Genauso falsch ist es auch heutzutage, die Beitragssenkung von 19,6 Prozent auf 19 Prozent vorzunehmen. Das ist genauso falsch, weil es nämlich die Spielräume behindert, die man später braucht. Ich sehe, Sie nicken und teilen offensichtlich unsere Ansicht. Aber CDU und FDP auf Bundesebene senken ohne Not den Beitragssatz von 19,6 Prozent auf 19 Prozent. Das halten wir für falsch.

(Beifall bei dem BÜNDNIS 90/DIE GRÜNEN und bei Abgeordneten der SPD)

Ich habe gesagt, wir müssen über weitere Bündel von Maßnahmen reden. In den weiteren zweieinhalb Minuten kann ich das nur stichwortartig ansprechen.

Ich glaube, wir müssen selbstverständlich dafür sorgen, dass jeder Mensch ein selbstbestimmtes Leben mit einem auskömmlichen Einkommen führen kann, das es auch ermöglicht, Rücklagen zu bilden und für eine private Vorsorge zu sorgen. Davon sind wir in weiten Teilen abgehängt.

Fangen wir mit dem Beginn der Lebensbiografie an. Wir haben heute 29.000 Jugendliche im Übergangssystem. Jedes Jahr entlassen wir 3.500 Hauptschüler ohne Abschluss. Man kann eins und eins zusammenzählen, dass diese Personengruppe kaum in ein Erwerbsleben steuert, das sie so wohlhabend macht, dass sie eine private Vorsorge treffen kann. Das müssen wir mit aller Macht verhindern.

Deswegen haben wir GRÜNE ein Konzept vorgestellt. Das heißt: Übergänge reformieren, von Beruf zur Schule. – Wir müssen bei allen Jugendlichen für einen Berufsabschluss sorgen. Alle Jugendlichen brauchen eine Ausbildung. Alle Jugendliche müssen dorthin geführt werden. Momentan passiert dazu in Hessen überhaupt nichts

(Zuruf des Abg. Peter Stephan (CDU))

– angesichts der Zahl von 29.000 Jugendlichen im Wartesystem.

(Beifall bei dem BÜNDNIS 90/DIE GRÜNEN, bei Abgeordneten der SPD und des Abg. Willi van Ooyen (DIE LINKE))

Die Frage des Mindestlohns ist angesprochen worden. Ich glaube nicht, dass der Mindestlohn dazu führen wird, dass man später, wenn man über 67 Jahre alt ist, an die Garantierente herankommt. Aber er erlaubt natürlich, dass man mehr Geld als bisher zur Verfügung hat, um Rücklagen zu bilden.

Ein weiterer Schritt wird vor allem sein, dass wir Antworten darauf brauchen, dass momentan 82 % aller Teilzeitstellen von Frauen besetzt sind.
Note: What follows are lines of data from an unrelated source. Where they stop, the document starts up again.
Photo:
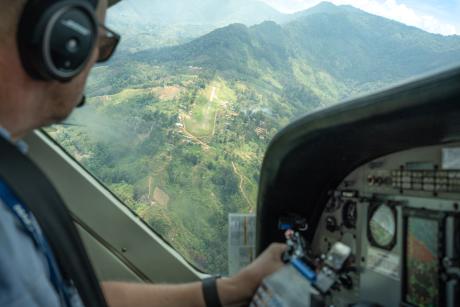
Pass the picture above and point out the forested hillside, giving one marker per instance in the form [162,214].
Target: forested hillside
[179,133]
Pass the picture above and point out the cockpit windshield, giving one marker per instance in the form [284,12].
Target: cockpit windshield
[177,122]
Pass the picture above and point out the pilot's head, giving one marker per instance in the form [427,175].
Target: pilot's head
[47,49]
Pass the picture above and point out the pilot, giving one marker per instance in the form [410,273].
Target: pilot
[34,95]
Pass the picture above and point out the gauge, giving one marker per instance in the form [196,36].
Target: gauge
[382,227]
[349,214]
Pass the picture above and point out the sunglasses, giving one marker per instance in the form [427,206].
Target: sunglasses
[108,42]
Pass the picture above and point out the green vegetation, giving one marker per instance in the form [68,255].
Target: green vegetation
[179,133]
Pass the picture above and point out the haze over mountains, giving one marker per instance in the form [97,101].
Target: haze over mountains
[333,50]
[186,12]
[179,132]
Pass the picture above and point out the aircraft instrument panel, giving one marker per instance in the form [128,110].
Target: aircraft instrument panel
[400,215]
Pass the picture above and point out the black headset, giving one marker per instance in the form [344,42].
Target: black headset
[56,37]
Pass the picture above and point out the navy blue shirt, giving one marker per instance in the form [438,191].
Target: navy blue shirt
[24,273]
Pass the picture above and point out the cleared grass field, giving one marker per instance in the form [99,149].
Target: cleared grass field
[202,119]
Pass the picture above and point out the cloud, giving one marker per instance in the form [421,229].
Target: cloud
[387,8]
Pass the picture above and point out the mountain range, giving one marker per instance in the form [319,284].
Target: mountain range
[178,133]
[336,47]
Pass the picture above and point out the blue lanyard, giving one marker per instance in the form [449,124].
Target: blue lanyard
[23,214]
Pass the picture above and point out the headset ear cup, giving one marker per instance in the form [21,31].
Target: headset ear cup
[56,38]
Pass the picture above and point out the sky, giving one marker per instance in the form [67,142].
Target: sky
[435,16]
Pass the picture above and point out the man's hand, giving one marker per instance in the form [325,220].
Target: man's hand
[239,289]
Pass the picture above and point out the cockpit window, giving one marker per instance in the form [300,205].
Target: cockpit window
[177,122]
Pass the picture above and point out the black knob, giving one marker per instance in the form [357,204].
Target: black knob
[347,282]
[331,224]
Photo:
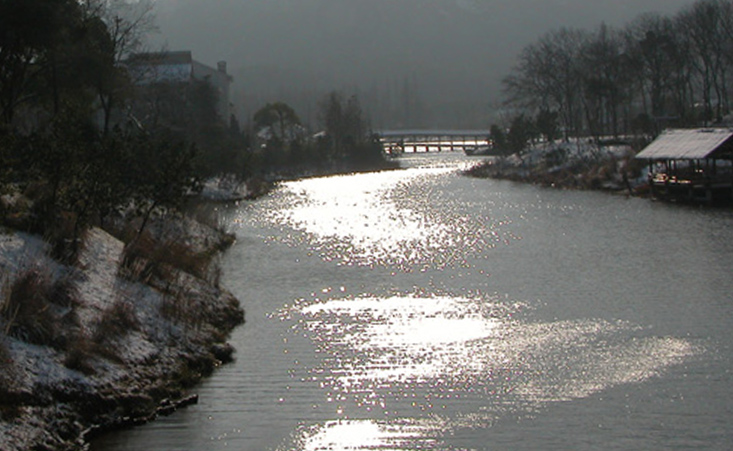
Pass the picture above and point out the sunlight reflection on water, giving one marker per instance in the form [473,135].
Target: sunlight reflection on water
[355,220]
[415,359]
[405,372]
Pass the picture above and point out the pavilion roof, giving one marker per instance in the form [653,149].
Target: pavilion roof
[690,144]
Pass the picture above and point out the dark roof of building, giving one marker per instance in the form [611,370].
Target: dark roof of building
[690,144]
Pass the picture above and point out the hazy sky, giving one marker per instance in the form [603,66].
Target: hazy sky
[453,53]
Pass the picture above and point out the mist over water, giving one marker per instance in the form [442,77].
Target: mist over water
[414,63]
[420,309]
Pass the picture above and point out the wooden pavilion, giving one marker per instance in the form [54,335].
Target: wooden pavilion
[694,165]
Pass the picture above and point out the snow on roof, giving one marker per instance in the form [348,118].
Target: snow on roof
[688,144]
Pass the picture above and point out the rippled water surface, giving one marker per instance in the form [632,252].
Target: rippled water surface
[422,310]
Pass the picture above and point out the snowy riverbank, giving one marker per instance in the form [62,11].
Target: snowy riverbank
[571,165]
[114,339]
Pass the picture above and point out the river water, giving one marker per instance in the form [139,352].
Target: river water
[423,310]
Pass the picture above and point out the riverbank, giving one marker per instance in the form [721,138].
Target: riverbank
[114,339]
[606,167]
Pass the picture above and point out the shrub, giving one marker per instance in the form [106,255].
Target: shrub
[116,322]
[26,311]
[143,259]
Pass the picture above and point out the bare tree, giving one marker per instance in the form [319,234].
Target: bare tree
[703,24]
[547,76]
[128,25]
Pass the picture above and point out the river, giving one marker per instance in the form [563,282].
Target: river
[423,310]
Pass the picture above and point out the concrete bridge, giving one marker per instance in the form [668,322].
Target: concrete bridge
[399,141]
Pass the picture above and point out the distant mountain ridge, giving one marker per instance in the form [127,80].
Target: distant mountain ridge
[455,52]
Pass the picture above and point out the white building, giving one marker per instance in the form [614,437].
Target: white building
[180,67]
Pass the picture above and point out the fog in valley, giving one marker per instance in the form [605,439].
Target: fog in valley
[413,63]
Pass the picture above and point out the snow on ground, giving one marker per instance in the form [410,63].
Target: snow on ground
[130,341]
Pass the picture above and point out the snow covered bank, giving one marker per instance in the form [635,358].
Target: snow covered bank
[110,340]
[578,165]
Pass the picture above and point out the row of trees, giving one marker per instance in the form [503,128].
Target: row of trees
[657,70]
[344,143]
[81,138]
[62,82]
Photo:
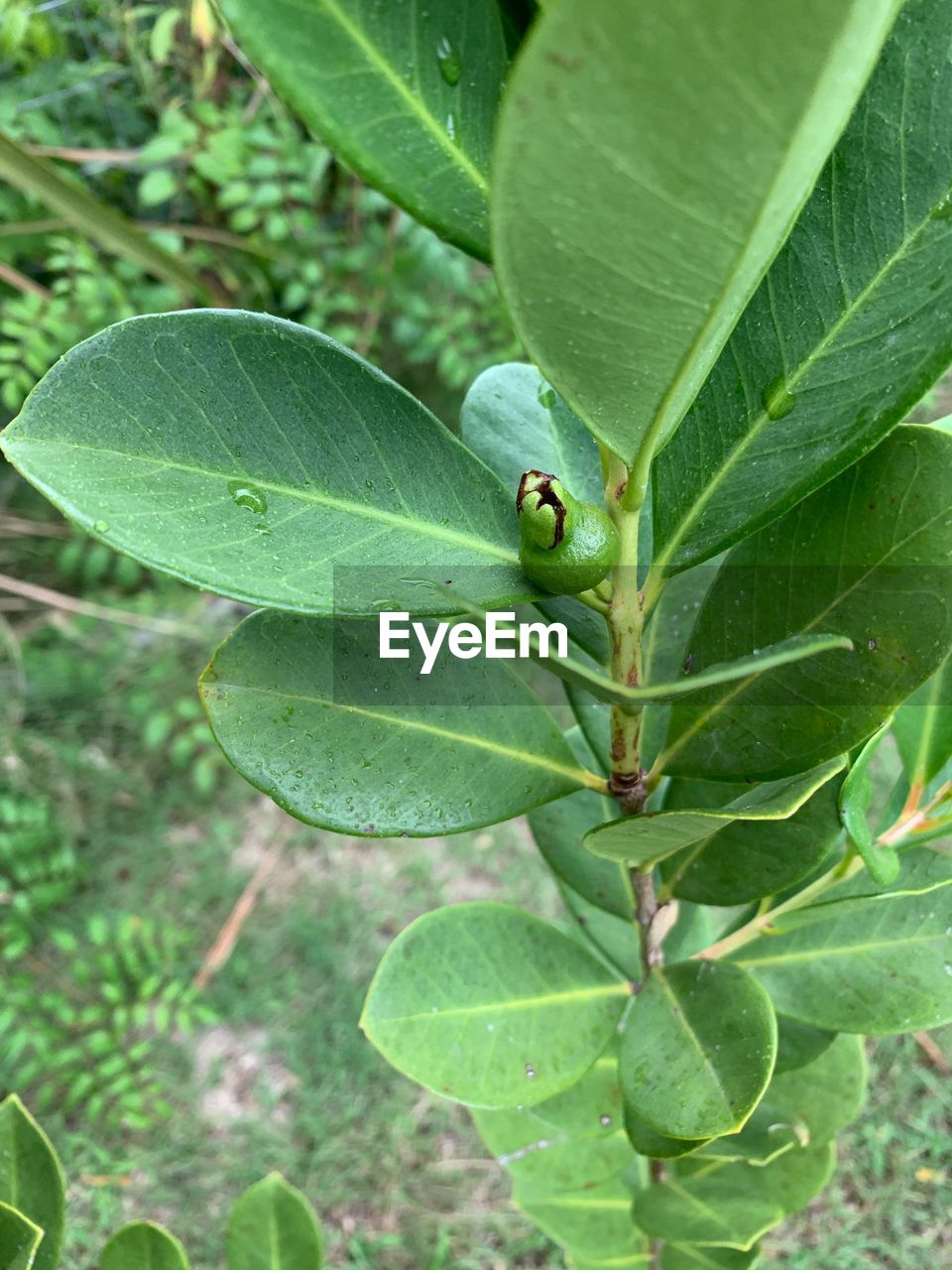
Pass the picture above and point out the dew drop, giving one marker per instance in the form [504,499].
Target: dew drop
[248,495]
[451,66]
[778,400]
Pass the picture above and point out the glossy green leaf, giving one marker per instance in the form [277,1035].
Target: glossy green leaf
[490,1006]
[867,558]
[407,93]
[798,1044]
[144,1246]
[307,711]
[861,959]
[656,1146]
[683,1256]
[923,728]
[855,803]
[515,421]
[273,1227]
[706,1211]
[851,325]
[595,1222]
[749,858]
[801,1107]
[635,207]
[31,1179]
[698,1049]
[19,1239]
[644,839]
[567,1143]
[258,458]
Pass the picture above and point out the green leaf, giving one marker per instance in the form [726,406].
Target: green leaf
[746,667]
[706,1211]
[923,728]
[644,839]
[855,802]
[697,1051]
[407,94]
[749,858]
[144,1246]
[19,1239]
[636,207]
[558,829]
[31,1179]
[515,421]
[490,1006]
[865,558]
[798,1044]
[851,325]
[273,1227]
[96,220]
[865,961]
[308,712]
[806,1106]
[258,458]
[571,1142]
[594,1223]
[683,1256]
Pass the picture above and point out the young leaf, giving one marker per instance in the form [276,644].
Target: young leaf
[923,728]
[749,858]
[866,558]
[308,712]
[595,1222]
[855,802]
[706,1211]
[851,325]
[571,1142]
[405,94]
[802,1107]
[644,839]
[862,961]
[31,1179]
[697,1051]
[273,1227]
[19,1239]
[635,207]
[515,422]
[261,460]
[143,1246]
[490,1006]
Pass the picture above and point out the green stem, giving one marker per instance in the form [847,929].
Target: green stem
[763,921]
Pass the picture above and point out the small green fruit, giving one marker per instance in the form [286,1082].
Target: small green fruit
[565,547]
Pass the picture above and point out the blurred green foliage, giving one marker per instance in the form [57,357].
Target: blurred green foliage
[185,139]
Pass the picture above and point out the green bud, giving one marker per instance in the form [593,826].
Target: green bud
[565,547]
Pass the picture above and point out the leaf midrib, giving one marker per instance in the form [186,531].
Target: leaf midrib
[492,1007]
[580,775]
[792,380]
[338,504]
[414,103]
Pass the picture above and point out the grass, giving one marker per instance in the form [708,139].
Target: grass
[285,1079]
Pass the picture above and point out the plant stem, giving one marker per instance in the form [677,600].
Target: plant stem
[763,921]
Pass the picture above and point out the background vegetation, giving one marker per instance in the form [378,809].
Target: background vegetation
[173,1066]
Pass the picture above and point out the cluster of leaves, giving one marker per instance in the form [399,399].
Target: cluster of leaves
[665,1080]
[39,867]
[87,1044]
[272,1224]
[225,160]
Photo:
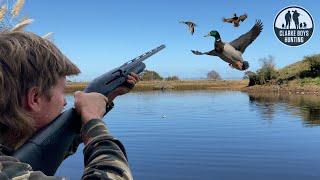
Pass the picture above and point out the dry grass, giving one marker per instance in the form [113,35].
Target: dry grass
[21,25]
[177,85]
[17,8]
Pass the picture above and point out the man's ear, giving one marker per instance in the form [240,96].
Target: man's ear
[33,99]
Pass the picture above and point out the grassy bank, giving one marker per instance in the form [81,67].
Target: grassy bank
[299,86]
[176,85]
[300,77]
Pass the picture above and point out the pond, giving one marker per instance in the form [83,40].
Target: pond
[214,135]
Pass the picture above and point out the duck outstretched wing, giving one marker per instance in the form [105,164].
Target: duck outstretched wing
[246,39]
[229,20]
[243,17]
[210,53]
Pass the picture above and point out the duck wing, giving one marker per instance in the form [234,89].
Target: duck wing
[210,53]
[229,20]
[246,39]
[243,17]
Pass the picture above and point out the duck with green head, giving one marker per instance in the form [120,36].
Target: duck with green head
[232,52]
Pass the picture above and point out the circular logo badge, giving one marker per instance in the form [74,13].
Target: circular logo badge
[293,26]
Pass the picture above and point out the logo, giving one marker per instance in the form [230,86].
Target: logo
[293,26]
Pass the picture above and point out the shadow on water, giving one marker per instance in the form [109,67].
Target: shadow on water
[305,106]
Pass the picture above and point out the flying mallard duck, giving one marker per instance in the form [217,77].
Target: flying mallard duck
[190,24]
[235,19]
[232,52]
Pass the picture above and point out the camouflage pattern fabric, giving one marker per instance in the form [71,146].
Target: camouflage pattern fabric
[104,158]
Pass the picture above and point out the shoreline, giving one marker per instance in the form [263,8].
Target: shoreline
[174,85]
[235,85]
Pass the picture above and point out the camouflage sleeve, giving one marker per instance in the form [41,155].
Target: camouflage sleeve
[11,168]
[104,156]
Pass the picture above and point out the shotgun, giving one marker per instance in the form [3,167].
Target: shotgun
[48,147]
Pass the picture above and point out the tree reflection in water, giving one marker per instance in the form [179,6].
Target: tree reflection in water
[305,106]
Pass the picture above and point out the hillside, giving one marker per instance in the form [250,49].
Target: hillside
[308,67]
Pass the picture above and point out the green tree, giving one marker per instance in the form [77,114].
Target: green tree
[150,75]
[213,75]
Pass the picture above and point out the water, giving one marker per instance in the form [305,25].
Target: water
[214,135]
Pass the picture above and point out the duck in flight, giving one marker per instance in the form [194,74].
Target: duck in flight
[232,52]
[235,19]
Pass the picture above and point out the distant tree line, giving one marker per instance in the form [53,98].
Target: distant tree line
[268,74]
[149,75]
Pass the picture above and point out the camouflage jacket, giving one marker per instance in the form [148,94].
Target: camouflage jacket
[104,158]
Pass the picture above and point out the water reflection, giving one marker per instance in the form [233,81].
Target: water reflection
[305,106]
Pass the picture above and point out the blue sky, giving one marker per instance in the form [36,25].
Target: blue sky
[100,35]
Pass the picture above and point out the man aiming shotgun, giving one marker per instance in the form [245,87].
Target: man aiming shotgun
[32,83]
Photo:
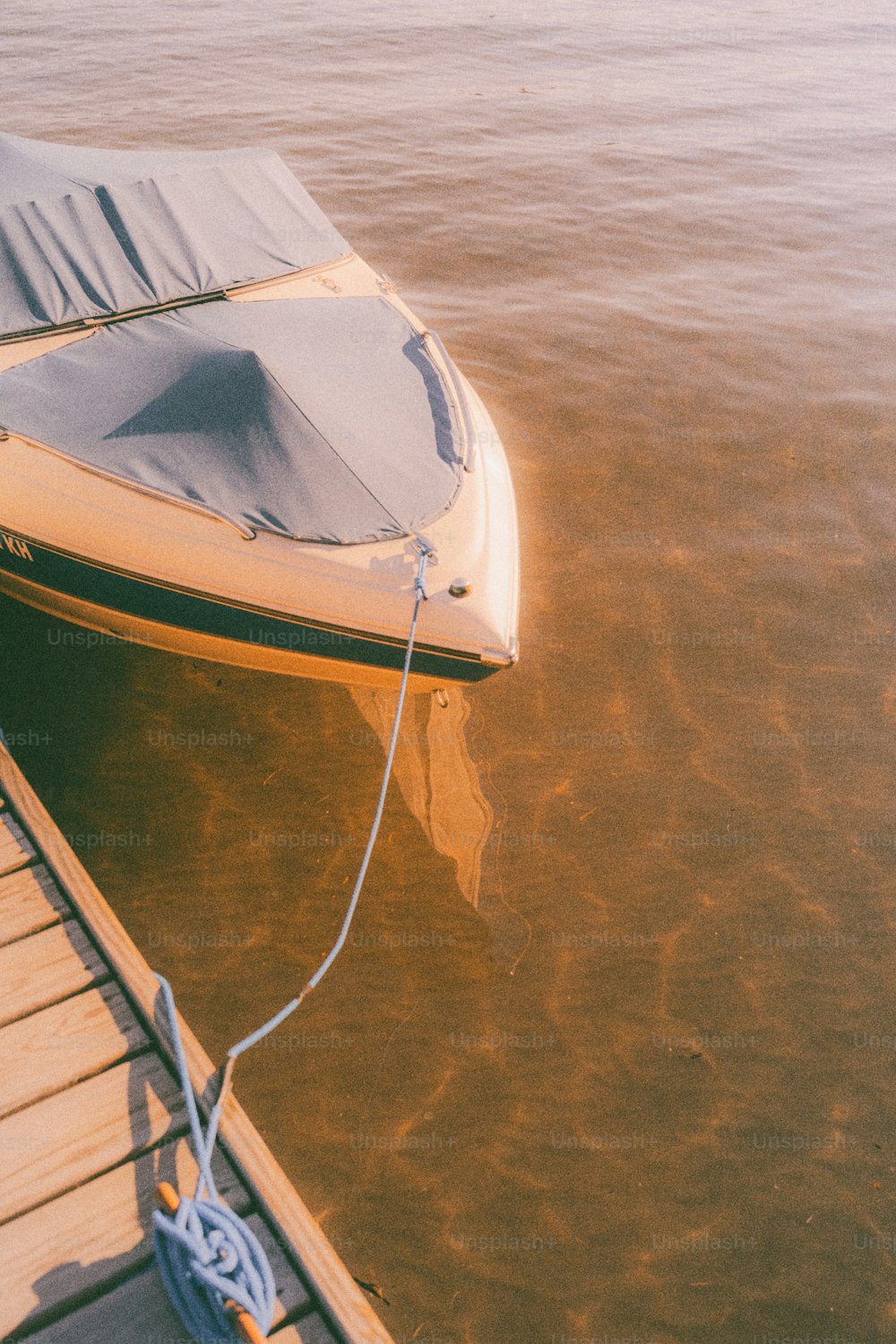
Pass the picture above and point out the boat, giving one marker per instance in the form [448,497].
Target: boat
[223,435]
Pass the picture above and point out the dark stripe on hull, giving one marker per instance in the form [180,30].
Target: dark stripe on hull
[129,596]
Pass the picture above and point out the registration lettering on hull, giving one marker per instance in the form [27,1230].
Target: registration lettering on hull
[16,546]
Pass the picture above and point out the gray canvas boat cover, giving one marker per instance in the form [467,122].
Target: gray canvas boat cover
[86,233]
[322,419]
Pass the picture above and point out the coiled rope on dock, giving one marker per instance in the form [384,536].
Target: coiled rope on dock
[212,1266]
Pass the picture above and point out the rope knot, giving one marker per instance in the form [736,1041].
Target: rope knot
[211,1261]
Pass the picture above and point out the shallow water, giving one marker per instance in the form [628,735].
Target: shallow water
[610,1054]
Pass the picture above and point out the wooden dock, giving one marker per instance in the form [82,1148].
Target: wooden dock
[91,1117]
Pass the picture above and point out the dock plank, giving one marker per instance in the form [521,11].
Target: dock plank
[29,900]
[45,968]
[15,849]
[66,1139]
[54,1048]
[336,1297]
[94,1234]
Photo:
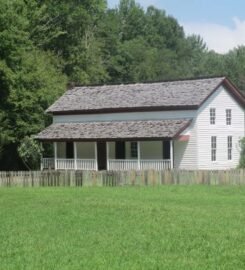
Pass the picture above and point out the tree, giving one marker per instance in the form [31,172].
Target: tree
[30,152]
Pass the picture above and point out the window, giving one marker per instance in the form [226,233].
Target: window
[134,150]
[229,147]
[213,148]
[228,117]
[212,116]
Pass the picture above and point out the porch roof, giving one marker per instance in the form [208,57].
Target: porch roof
[131,130]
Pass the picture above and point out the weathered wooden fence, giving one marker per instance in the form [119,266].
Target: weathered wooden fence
[120,178]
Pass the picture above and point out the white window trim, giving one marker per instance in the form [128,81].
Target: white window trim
[213,143]
[228,119]
[212,116]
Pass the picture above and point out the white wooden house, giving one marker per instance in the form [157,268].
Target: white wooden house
[187,124]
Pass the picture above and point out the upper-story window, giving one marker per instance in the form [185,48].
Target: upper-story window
[213,147]
[212,116]
[229,147]
[228,116]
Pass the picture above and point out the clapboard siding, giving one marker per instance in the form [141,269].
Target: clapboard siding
[185,153]
[220,100]
[160,115]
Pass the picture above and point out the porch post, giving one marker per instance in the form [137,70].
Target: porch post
[171,155]
[75,155]
[96,156]
[107,156]
[41,165]
[55,155]
[138,154]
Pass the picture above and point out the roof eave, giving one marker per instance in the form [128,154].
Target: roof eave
[233,90]
[127,109]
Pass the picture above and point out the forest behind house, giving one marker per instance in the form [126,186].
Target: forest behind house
[47,46]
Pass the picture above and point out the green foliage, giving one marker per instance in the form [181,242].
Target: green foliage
[170,227]
[45,44]
[30,152]
[242,153]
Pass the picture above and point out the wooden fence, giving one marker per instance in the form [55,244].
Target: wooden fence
[120,178]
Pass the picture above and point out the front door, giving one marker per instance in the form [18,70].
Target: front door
[69,150]
[101,154]
[120,150]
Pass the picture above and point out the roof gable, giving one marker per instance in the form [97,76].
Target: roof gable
[185,94]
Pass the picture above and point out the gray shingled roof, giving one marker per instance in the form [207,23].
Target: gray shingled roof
[162,94]
[113,130]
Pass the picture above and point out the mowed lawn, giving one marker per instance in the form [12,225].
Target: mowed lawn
[168,227]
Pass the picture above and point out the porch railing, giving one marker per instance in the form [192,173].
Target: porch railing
[69,164]
[157,165]
[113,164]
[65,164]
[86,164]
[143,164]
[122,164]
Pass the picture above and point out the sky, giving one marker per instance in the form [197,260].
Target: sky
[221,23]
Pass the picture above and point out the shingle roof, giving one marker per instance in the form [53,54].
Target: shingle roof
[114,130]
[185,93]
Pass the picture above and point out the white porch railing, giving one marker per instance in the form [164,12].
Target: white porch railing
[113,164]
[65,164]
[86,164]
[158,165]
[126,164]
[69,164]
[123,164]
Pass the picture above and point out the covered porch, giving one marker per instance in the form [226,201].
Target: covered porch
[114,145]
[113,155]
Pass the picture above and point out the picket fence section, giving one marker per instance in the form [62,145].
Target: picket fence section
[120,178]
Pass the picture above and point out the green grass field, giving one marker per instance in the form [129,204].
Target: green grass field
[168,227]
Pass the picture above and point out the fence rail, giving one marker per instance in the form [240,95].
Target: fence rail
[120,178]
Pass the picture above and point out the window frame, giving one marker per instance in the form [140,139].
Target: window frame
[212,116]
[229,147]
[213,148]
[228,116]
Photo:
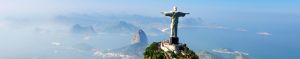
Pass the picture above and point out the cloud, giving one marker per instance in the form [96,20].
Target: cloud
[264,33]
[56,43]
[241,29]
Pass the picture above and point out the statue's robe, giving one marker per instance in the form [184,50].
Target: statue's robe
[174,21]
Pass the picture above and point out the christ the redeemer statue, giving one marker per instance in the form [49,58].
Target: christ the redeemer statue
[174,14]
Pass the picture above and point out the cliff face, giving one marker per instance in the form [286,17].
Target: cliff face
[153,51]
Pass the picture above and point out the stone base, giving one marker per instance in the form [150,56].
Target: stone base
[174,40]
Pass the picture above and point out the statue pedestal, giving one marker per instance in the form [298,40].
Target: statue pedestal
[174,40]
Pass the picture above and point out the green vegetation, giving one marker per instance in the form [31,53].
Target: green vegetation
[154,52]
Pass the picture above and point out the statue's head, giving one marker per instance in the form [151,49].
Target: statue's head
[174,8]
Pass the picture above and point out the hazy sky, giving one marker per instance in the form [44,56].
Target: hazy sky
[270,26]
[149,7]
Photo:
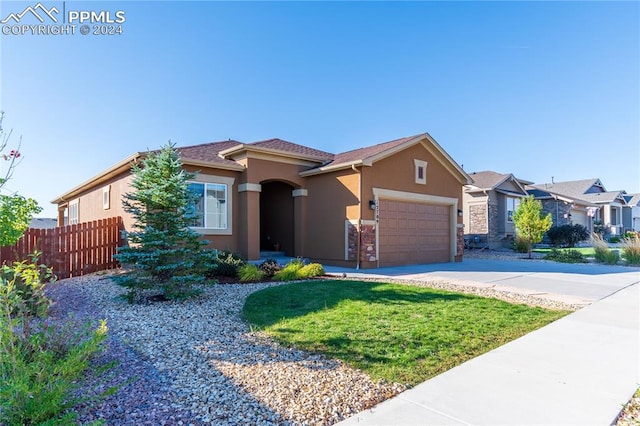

Der Anteil von Frauen an Vollzeitbeschäftigungen beträgt allerdings nur etwa ein Drittel. Das ist viel zu niedrig.

Die Frauen unterbrechen ihre Erwerbstätigkeit oder geben sie ganz auf. 84 % der Mütter im Alter von 45 Jahren haben ihre Erwerbstätigkeit mindestens schon einmal ausgesetzt, während das nur 10 % der Väter, also der Männer, im gleichen Alter sind.

Das Land und die Kommunen sind das Entscheidende bei dieser Frage, warum sie aussetzen. Da gibt es zum einen die Freiwilligkeit, weil man das nicht wünscht. Aber viele können es auch nicht. Deswegen ist es nach wie vor Landesaufgabe. Das Land und die Kommunen sind in der Verantwortung, endlich auch eine flächendeckende und verlässliche Kinderbetreuung bis zum zehnten Lebensjahr eines jeden Kindes sicherzustellen.

Das muss in das Paket mit hinein. Nur so können Frauen tatsächlich wieder voll am Erwerbsleben teilhaben. Und davon ist diese Regierung – wir diskutieren es heute Nachmittag – noch meilenweit entfernt.

(Beifall bei dem BÜNDNIS 90/DIE GRÜNEN)

Vizepräsident Lothar Quanz:

Herr Bocklet, die Redezeit ist um.

Marcus Bocklet:

Ich danke Ihnen, Herr Präsident. Ich will es noch einmal sagen. Insofern ein letzter Satz.

Insofern ist es klar, dass viel mehr als bisher getan werden muss. Wir tragen heute die Verantwortung für den sozialen Zusammenhalt von morgen. Wir können es uns nicht leisten, einen großen Teil von älteren Menschen in großer Armut verharren zu lassen. Wir können heute die Weichen dafür stellen. Die bisher andiskutierten Vorschläge von Frau von der Leyen sind dazu kein Beitrag. Wir müssen schon heute eine andere Sozialpolitik beginnen. – Herzlichen Dank.

(Beifall bei dem BÜNDNIS 90/DIE GRÜNEN und bei Abgeordneten der SPD)

Vizepräsident Lothar Quanz:

Vielen Dank, Herr Bocklet.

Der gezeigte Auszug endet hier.